According to US intelligence agencies, the Kremlin arranged a wide-ranging influence operation under which emails were hacked and an online propaganda was launched to disgrace Hillary Clinton, a Democratic presidential candidate, and help Donald Trump, a Republican, win the White House in the November 2016 presidential election.
Though Arizona and Illinois had confirmed in 2016 that hackers had targeted their voter registration systems, yet Jeanatte Manfra, the acting deputy undersecretary of cyber security at the Department of Homeland Security, declined to identify which states had been targeted, citing confidentiality agreements.
Russian hackers targeted no less than 21 US state election systems, breaching a small number of the presidential election process, but as of now, no evidence is there to highlight the manipulation of any votes or the voting ballots. The foremost concern is to identify the extent of interference by these Russian hackers, and to speculate if they can do the same in future elections.
Russian military intelligence carried out a cyber-attack on at least one US voting software supplier and sent spear-phishing emails to more than a hundred local election officials days before the poll.
According to The Intercept, the National Security Agency (NSA) is convinced that the Russian General Staff Main Intelligence Directorate (GRU) interfered in the 2016 presidential election. During the process, the hacking of emails of senior Democrats was a confirmed event, but despite Russia’s efforts to penetrate vote-counting, they could not manipulate it.
“They’re coming after America,” former FBI director James B. Comey had told the Senate Intelligence Committee earlier this month, adding “They will be back.”

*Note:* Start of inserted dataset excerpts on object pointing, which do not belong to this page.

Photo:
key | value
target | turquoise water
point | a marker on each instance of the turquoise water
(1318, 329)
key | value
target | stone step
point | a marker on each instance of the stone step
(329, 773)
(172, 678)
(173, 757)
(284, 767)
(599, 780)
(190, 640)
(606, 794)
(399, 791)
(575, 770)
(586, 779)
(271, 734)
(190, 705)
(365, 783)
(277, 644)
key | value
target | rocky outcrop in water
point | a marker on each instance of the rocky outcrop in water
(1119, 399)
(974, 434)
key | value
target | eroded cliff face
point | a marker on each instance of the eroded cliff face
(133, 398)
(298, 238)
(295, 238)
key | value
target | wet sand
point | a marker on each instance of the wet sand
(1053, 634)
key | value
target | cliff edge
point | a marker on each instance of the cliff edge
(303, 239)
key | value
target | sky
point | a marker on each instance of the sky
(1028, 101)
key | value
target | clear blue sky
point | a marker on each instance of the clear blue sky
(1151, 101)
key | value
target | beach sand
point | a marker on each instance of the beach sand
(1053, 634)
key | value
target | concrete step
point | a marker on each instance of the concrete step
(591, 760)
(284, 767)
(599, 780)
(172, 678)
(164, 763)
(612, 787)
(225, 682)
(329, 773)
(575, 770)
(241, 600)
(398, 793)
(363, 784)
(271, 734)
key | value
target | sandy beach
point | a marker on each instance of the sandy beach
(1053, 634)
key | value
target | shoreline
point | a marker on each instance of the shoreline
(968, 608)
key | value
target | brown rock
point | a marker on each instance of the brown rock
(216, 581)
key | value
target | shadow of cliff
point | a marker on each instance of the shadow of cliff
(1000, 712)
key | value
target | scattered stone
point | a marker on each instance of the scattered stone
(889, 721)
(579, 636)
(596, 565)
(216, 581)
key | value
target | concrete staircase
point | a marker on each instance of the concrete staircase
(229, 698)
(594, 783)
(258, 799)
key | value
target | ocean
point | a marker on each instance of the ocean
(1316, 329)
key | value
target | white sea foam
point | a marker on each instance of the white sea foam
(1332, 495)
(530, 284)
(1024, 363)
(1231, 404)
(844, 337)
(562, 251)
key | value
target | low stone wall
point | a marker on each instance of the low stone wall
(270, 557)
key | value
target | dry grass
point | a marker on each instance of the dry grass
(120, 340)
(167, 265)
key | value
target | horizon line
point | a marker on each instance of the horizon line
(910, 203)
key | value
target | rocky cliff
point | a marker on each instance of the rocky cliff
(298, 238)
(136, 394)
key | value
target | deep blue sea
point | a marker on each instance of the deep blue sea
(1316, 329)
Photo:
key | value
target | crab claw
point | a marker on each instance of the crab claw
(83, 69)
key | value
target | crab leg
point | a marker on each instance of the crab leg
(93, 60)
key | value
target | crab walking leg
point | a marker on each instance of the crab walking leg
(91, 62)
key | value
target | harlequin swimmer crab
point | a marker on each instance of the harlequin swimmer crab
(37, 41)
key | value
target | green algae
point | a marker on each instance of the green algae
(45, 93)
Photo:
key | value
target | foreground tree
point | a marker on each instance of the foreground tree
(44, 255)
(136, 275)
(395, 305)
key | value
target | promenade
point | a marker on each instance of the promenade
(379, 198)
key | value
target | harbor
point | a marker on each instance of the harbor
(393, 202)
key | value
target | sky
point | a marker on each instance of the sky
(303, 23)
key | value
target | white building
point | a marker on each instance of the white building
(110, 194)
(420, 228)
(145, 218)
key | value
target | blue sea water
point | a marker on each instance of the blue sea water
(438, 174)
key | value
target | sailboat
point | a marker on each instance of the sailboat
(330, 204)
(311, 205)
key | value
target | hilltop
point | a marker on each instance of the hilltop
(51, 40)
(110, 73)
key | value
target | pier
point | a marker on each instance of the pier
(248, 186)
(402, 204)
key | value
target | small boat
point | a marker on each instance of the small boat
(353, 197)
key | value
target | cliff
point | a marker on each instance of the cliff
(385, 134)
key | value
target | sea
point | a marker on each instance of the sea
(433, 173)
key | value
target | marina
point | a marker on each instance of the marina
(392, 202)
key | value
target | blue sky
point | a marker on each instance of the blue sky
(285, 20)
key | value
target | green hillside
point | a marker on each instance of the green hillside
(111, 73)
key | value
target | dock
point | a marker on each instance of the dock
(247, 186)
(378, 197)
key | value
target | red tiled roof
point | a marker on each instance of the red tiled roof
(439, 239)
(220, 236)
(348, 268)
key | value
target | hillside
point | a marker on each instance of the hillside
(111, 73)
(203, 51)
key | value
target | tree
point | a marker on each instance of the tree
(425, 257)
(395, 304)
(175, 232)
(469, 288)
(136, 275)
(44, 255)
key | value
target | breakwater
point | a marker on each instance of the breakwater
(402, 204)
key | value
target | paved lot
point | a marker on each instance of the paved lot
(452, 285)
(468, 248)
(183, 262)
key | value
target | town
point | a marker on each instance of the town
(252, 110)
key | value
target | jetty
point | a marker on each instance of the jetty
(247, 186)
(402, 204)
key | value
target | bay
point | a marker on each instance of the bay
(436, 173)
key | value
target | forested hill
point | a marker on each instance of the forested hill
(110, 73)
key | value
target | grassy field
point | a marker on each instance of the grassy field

E-mails that were stolen from Democratic National Committee officials and from Clinton’s campaign, were later leaked. They, in turn, influenced public debates and US media coverage of the campaign, embarrassing Clinton.
Trump had then claimed then that the fiasco was nothing more than ‘fake news’ and had given Russia the benefit of doubt, saying that they may or may not have interfered in the election process. However, Russia refused to claim any responsibility for the cyber-attacks.
Meanwhile, a report suggested that as many as 39 states were targeted by Russian hackers. According to the US government, they pilfered confidential communications involving the Clinton campaign which was published online before Election Day. According to a report by Bloomberg, there are certain findings that also suggest that Russian hackers tried to change electoral data at local and state levels.
Former Homeland Secretary Jeh Johnson alleged that Russian President Vladimir Putin had himself masterminded and brought about the cyber-attack on the US in order to influence the presidential election. “That is a fact, plain and simple,” he said. Johnson also added that the US requires a “national leader to take charge of this issue.” Certain Trump election advisors are under investigation to ascertain if they knew about Russia’s interference.
Trump, on June 16, confirmed that he was being investigated for his alleged role in Russian meddling into the US election in November 2016. He also referred to it as a “witch hunt” and said that even after seven months of investigations; nobody had been able to prove that he had colluded with Russia.
However, Putin has categorically denied the involvement of Russia in the election process and claimed that hackers cannot affect elections abroad, insisting “we don’t engage in that at the state level.”